日本でStarlinkからIIJへの接続を確認してみた

 USは問題なさそうです。

$ traceroute -I -A www.iij.ad.jp
traceroute to www.iij.ad.jp (202.232.2.180), 30 hops max, 60 byte packets
1 192.168.1.1 (192.168.1.1) [*] 7.040 ms 7.100 ms 7.165 ms
2 100.64.0.1 (100.64.0.1) [*] 57.382 ms 75.170 ms 75.802 ms
3 172.16.248.36 (172.16.248.36) [*] 75.350 ms 75.487 ms 76.019 ms
4 149.19.108.27 (149.19.108.27) [AS14593] 75.025 ms 75.371 ms 76.057 ms
5 76.74.57.134 (76.74.57.134) [AS6517] 75.868 ms 75.869 ms 75.868 ms
6 ae28.cr2-sjc1.ip4.gtt.net (89.149.136.149) [AS3257] 77.105 ms 56.902 ms 55.527 ms
7 as2497.cr2-sjc1.ip4.gtt.net (173.241.128.62) [*] 65.807 ms 66.413 ms 66.549 ms
8 osk004bb00.IIJ.Net (58.138.88.185) [AS2497] 179.289 ms 179.889 ms 180.189 ms
9 osk008agr02.iij.net (210.130.143.205) [AS2497] 180.181 ms 180.178 ms 180.582 ms
10 www.iij.ad.jp (202.232.2.180) [AS2497] 180.574 ms 180.570 ms 180.566 ms


米国でStarlinkからIIJへの接続を確認してみた

 DEはUS経由になっていますが、これも問題はありません。ユーラシア大陸をまわるか、アメリカ大陸をまわるかという話です。

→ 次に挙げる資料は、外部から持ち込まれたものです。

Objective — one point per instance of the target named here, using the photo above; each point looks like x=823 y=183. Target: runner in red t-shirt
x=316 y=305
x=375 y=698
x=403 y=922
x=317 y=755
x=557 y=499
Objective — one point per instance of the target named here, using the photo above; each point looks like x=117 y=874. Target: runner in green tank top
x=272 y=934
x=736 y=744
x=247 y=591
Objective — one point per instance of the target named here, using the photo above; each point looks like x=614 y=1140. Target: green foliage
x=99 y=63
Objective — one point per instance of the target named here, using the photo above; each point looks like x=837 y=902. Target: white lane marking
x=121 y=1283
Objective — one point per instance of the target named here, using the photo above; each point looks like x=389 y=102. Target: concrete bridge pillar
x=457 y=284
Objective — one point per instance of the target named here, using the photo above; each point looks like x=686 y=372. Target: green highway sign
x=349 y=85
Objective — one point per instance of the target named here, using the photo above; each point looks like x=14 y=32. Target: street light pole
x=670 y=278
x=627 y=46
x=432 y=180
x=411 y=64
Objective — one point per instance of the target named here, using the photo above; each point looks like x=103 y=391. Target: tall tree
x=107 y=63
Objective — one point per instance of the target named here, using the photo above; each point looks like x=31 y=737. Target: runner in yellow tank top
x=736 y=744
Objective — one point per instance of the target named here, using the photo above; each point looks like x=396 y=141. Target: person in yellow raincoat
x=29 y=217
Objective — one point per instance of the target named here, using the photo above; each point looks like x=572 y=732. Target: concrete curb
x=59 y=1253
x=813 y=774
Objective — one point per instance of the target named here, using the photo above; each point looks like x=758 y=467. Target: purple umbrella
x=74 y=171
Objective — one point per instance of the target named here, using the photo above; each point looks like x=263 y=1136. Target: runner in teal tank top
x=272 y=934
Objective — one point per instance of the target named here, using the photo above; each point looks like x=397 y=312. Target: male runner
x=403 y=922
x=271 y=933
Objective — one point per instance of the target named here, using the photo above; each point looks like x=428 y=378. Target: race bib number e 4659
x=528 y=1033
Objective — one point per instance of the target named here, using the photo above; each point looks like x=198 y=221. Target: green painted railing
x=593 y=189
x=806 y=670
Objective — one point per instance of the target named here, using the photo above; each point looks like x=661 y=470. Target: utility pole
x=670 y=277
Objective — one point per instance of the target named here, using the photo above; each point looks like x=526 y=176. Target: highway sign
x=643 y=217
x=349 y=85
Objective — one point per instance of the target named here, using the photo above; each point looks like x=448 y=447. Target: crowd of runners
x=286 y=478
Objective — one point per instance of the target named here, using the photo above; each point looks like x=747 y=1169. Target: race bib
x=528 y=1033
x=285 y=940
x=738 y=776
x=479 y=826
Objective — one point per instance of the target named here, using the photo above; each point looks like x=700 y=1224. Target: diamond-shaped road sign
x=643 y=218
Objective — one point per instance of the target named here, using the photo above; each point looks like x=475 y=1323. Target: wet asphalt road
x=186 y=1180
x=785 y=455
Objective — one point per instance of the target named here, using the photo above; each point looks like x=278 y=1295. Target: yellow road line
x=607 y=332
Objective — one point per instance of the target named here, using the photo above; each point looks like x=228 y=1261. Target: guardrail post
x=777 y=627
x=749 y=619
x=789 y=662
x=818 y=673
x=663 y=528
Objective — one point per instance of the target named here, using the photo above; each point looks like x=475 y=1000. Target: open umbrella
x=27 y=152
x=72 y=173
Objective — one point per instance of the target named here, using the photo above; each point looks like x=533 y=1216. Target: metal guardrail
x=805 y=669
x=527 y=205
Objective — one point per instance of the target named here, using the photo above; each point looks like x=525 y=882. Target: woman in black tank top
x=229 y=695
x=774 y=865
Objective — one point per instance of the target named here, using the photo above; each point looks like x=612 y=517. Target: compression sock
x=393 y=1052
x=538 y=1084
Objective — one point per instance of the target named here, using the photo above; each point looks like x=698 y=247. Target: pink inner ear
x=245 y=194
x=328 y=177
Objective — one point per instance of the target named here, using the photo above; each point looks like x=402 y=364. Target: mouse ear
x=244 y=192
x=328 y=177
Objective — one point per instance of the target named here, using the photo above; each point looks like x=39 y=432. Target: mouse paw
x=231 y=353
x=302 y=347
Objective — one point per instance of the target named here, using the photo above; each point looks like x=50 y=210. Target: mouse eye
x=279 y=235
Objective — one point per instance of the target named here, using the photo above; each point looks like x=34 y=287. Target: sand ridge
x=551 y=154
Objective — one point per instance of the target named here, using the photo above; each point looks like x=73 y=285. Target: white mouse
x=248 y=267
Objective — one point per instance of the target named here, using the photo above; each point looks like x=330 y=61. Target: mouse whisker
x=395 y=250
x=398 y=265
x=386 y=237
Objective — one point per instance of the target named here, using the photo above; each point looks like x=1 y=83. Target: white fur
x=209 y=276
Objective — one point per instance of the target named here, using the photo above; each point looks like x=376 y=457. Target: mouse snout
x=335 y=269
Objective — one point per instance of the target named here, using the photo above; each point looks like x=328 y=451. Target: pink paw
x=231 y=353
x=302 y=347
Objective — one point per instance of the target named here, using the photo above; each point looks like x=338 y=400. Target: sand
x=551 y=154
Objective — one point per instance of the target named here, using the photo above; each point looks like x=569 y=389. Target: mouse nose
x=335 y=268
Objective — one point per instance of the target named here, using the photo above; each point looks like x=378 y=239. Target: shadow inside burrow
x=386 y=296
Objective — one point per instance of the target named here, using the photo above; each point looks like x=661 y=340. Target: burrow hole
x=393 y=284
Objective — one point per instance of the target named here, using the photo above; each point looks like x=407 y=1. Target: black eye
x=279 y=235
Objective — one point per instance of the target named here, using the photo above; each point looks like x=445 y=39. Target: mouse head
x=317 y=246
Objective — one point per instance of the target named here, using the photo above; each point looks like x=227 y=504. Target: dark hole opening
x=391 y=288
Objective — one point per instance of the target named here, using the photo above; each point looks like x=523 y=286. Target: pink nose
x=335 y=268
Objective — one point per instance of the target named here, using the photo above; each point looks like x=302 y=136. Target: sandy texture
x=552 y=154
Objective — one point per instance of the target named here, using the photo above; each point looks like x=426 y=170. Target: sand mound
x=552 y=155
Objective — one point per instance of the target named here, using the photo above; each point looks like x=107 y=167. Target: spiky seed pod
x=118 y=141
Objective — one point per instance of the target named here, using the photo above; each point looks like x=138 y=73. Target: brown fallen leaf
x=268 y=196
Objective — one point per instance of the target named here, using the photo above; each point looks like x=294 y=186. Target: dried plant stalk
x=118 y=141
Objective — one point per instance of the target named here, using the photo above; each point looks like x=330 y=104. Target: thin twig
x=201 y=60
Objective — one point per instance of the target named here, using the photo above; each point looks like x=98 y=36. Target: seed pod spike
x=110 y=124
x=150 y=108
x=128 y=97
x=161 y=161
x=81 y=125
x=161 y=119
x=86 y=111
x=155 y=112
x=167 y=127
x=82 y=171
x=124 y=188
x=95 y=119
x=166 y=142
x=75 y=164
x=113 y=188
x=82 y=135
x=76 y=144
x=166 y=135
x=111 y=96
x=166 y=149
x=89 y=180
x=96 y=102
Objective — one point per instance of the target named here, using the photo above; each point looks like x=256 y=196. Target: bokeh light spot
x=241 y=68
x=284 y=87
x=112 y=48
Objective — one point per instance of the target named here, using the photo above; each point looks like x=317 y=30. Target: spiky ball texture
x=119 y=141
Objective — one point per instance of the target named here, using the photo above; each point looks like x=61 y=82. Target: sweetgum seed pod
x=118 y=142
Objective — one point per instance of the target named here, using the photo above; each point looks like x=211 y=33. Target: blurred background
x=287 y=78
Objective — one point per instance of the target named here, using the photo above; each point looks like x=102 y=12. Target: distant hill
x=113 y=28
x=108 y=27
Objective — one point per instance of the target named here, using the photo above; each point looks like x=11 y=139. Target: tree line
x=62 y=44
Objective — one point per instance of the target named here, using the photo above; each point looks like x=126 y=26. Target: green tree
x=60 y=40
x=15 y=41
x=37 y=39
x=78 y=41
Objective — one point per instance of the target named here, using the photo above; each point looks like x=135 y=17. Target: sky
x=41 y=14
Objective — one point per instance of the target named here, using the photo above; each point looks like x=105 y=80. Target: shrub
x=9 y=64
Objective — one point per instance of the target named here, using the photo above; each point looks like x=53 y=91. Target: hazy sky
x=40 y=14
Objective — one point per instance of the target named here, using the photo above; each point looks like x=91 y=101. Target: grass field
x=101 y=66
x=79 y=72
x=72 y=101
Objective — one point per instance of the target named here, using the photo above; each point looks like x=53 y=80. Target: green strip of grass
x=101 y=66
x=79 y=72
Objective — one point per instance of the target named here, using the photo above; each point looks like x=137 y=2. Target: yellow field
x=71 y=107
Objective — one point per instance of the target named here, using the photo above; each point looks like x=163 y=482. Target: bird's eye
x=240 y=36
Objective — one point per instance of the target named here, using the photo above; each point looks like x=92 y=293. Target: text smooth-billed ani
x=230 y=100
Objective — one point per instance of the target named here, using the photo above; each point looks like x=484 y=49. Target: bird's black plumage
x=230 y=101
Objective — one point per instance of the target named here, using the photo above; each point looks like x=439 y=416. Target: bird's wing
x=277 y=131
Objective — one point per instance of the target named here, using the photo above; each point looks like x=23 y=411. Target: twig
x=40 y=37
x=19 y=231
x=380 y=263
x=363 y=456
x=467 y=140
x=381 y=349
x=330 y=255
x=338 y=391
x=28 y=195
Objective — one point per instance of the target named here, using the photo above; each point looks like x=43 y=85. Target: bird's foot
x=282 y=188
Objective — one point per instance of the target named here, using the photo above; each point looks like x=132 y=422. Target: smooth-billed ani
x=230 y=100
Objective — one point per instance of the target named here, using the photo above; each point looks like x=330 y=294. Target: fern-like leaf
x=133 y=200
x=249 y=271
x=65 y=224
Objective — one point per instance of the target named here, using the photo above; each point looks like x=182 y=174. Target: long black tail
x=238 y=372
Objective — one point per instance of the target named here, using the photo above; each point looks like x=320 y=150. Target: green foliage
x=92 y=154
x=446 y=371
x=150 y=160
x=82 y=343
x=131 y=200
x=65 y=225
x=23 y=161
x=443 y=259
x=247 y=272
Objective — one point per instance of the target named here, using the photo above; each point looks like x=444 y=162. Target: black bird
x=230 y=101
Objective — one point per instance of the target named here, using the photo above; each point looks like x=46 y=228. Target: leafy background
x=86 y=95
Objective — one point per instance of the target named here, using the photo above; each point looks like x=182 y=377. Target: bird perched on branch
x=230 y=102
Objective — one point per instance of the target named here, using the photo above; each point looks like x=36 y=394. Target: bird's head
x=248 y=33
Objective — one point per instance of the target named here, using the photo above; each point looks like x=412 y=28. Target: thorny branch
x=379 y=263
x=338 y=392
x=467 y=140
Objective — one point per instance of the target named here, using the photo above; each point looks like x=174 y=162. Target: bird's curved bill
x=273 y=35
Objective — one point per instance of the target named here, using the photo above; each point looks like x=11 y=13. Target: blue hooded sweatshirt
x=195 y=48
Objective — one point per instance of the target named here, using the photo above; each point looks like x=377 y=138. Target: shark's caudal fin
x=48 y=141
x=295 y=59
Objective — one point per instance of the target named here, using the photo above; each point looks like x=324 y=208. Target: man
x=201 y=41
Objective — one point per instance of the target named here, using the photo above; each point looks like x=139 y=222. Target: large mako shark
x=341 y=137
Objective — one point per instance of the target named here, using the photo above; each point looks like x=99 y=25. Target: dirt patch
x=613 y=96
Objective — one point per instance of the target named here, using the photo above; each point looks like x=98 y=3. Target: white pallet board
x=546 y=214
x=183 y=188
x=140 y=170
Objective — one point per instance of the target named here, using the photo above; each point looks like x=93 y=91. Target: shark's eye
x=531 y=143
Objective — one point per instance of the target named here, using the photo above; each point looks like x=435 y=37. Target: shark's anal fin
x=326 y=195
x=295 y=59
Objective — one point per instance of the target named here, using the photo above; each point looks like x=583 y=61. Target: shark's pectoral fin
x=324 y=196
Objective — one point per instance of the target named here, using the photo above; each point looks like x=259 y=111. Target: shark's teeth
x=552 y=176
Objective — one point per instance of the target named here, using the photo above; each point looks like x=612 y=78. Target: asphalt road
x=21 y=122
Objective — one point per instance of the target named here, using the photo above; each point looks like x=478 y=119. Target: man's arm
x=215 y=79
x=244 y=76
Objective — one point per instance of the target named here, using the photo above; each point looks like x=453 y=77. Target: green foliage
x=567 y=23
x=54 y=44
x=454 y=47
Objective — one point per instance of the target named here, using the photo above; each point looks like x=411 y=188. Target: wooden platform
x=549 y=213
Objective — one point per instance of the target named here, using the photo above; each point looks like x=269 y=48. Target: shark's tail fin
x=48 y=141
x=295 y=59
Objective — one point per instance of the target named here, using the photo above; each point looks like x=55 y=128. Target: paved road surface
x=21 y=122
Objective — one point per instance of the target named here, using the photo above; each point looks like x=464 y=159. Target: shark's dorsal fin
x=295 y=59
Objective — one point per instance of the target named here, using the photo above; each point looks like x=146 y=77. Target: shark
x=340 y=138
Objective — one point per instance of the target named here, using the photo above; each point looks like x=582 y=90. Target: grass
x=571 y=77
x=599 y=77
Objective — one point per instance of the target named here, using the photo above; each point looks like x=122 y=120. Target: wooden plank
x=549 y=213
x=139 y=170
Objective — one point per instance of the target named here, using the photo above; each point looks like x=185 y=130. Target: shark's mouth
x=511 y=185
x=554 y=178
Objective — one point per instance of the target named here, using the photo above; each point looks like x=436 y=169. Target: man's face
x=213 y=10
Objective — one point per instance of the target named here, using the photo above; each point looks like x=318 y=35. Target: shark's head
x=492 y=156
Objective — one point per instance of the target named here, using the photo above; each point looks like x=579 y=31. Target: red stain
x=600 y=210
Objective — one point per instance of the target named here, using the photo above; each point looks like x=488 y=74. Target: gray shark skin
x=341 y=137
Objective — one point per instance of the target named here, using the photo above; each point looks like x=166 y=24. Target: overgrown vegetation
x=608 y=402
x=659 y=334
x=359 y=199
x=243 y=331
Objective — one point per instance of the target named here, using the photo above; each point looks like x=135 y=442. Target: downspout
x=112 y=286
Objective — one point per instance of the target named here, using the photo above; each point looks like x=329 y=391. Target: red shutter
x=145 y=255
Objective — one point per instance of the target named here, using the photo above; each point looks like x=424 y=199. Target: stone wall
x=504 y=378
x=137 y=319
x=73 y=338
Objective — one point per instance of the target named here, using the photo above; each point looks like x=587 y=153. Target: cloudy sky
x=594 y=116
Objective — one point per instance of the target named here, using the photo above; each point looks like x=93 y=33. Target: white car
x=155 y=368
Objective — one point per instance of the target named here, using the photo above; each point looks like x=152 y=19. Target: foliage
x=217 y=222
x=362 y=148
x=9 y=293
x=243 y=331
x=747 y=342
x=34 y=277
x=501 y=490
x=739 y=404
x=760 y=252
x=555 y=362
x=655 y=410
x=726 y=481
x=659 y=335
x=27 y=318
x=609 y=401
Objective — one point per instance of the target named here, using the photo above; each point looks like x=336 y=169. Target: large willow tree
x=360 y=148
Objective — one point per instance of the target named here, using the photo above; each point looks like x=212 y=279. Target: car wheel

$ traceroute -I -A www.iij.ad.jp
traceroute to www.iij.ad.jp (202.232.2.180), 30 hops max, 60 byte packets
1 StarlinkRouter.lan (192.168.1.1) [*] 0.787 ms 0.892 ms 1.095 ms
2 100.64.0.1 (100.64.0.1) [*] 49.182 ms 53.034 ms 52.057 ms
3 172.16.248.40 (172.16.248.40) [*] 51.907 ms 52.050 ms 52.234 ms
4 149.19.108.137 (149.19.108.137) [AS14593] 51.753 ms 51.955 ms 52.099 ms
5 ffm-b5-link.ip.twelve99.net (62.115.37.20) [AS1299] 51.982 ms 52.180 ms 52.073 ms
6 ffm-bb1-link.ip.twelve99.net (62.115.124.116) [AS1299] 51.069 ms 46.994 ms 58.790 ms
7 prs-bb1-link.ip.twelve99.net (62.115.123.13) [AS1299] 66.711 ms 55.301 ms *
8 ldn-bb1-link.ip.twelve99.net (62.115.135.24) [AS1299] 71.006 ms 71.125 ms 71.274 ms
9 ldn-b1-link.ip.twelve99.net (62.115.121.27) [AS1299] 70.824 ms 70.952 ms 71.095 ms
10 202.232.1.61 (202.232.1.61) [AS2497] 70.648 ms 70.766 ms 70.902 ms
11 lax002bb12.IIJ.Net (58.138.83.186) [AS2497] 202.563 ms 202.361 ms 198.955 ms
12 osk004bb00.IIJ.Net (58.138.88.113) [AS2497] 314.642 ms 314.728 ms 307.116 ms
13 osk008agr02.IIJ.Net (210.130.142.26) [AS2497] 312.090 ms 312.277 ms 311.955 ms
14 www.iij.ad.jp (202.232.2.180) [AS2497] 310.908 ms 310.843 ms 311.026 ms


ドイツでStarlinkからIIJへの接続を確認してみた

統計情報の取得

 通信衛星を使ったインターネット接続では、通信に使っている電波が雨などの影響で切れるといった話があります。Starlinkでは衛星とのリンクが切れた時間などの情報も収集しています。収集した情報は、Starlinkのスマートフォンアプリ経由で取得できるようになっています。またDishのIPアドレス「192.168.100.1」にブラウザを使ってアクセスすることでも同様の画面が確認できます。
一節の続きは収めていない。